A questi si aggiungono poi vantaggi correlati, come ad esempio la possibilità di avere un ricambio d’aria senza bisogno di aprire le finestre. Vi è anche un generale abbassamento dei costi in termini di energia e nella dispersione del calore, che porta a un notevole risparmio economico.
Quale tipologia di VMC scegliere
Esistono due tipologie di impianti di ventilazione meccanica controllata: a singolo flusso e a doppio flusso. Entrambe le soluzioni hanno un certo grado di efficienza ma, a seconda delle necessità e della disponibilità economica, è meglio scegliere l’una piuttosto che l’altra.
La VMC a flusso singolo è costituita da una sola unità ventilante, che provvede in autonomia a immettere e a estrarre l’aria. Si tratta della soluzione più semplice che ben si adatta a edifici storici o abbastanza datati, i quali non permettono di intervenire con migliorie edilizie troppo invasive.
Laddove sia possibile scegliere, è consigliabile tuttavia optare per la VMC a doppio flusso. Questa soluzione presenta due unità ventilanti, che sono caratterizzate da sistemi intelligenti di recupero del calore. Impiegarla significa ottenere un enorme risparmio in termini energetici. Di questa proposta esistono diverse varianti:
- l’unità di recupero decentralizzata monostanza è la più semplice, poiché permette di controllare lo stato dell’aria in un singolo locale, senza la necessità di compiere alcuna opera edilizia di adattamento;
- l’unità di recupero di calore a doppio ventilatore è, invece, la proposta più professionale. Un vero e proprio impianto capace di gestire all’unisono diverse stanze, nelle quali è possibile settare vari stati di pressione in base alle necessità. L’unità utilizza l’aria esterna (opportunamente filtrata e purificata) per scaldare o raffreddare gli ambienti.

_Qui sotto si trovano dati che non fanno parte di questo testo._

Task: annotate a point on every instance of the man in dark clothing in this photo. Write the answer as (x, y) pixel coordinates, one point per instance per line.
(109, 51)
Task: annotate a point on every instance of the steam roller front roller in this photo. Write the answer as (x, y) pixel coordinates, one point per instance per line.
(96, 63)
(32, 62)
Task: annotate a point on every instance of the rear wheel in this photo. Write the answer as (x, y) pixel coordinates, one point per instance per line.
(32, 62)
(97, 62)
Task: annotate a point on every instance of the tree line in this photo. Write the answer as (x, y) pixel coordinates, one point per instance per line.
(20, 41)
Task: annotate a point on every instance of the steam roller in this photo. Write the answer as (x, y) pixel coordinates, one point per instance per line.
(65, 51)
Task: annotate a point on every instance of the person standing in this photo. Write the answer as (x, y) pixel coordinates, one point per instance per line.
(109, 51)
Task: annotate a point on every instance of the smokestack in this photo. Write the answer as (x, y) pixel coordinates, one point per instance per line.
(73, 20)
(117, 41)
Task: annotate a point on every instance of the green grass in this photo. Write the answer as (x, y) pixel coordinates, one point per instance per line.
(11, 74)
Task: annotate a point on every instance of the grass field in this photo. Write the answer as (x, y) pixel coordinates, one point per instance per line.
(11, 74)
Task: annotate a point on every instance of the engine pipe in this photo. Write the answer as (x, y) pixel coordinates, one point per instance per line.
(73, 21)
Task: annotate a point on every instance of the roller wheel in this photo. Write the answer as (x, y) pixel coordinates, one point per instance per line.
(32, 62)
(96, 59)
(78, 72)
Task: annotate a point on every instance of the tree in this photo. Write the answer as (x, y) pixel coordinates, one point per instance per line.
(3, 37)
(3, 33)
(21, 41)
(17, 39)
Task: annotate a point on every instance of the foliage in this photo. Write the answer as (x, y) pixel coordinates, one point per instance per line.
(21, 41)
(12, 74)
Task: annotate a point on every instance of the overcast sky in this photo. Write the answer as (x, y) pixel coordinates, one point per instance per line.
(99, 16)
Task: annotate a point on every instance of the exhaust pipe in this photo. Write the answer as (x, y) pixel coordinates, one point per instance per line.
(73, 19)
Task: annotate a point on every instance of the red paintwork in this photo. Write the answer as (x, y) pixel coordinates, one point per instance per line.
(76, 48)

Per ottenere risultati ottimali dagli impianti di ventilazione meccanica controllata, è fondamentale tenere conto anche di alcune regole importanti:
- eseguire un corretto numero di ricambi d’aria a seconda delle dimensioni della stanza;
- per ridurre la rumorosità è bene settare le bocchette di distribuzione a 50 m³/h;
- per una corretta areazione distribuire in maniera strategica le bocchette;
- i condotti devono avere un diametro di almeno 63 mm.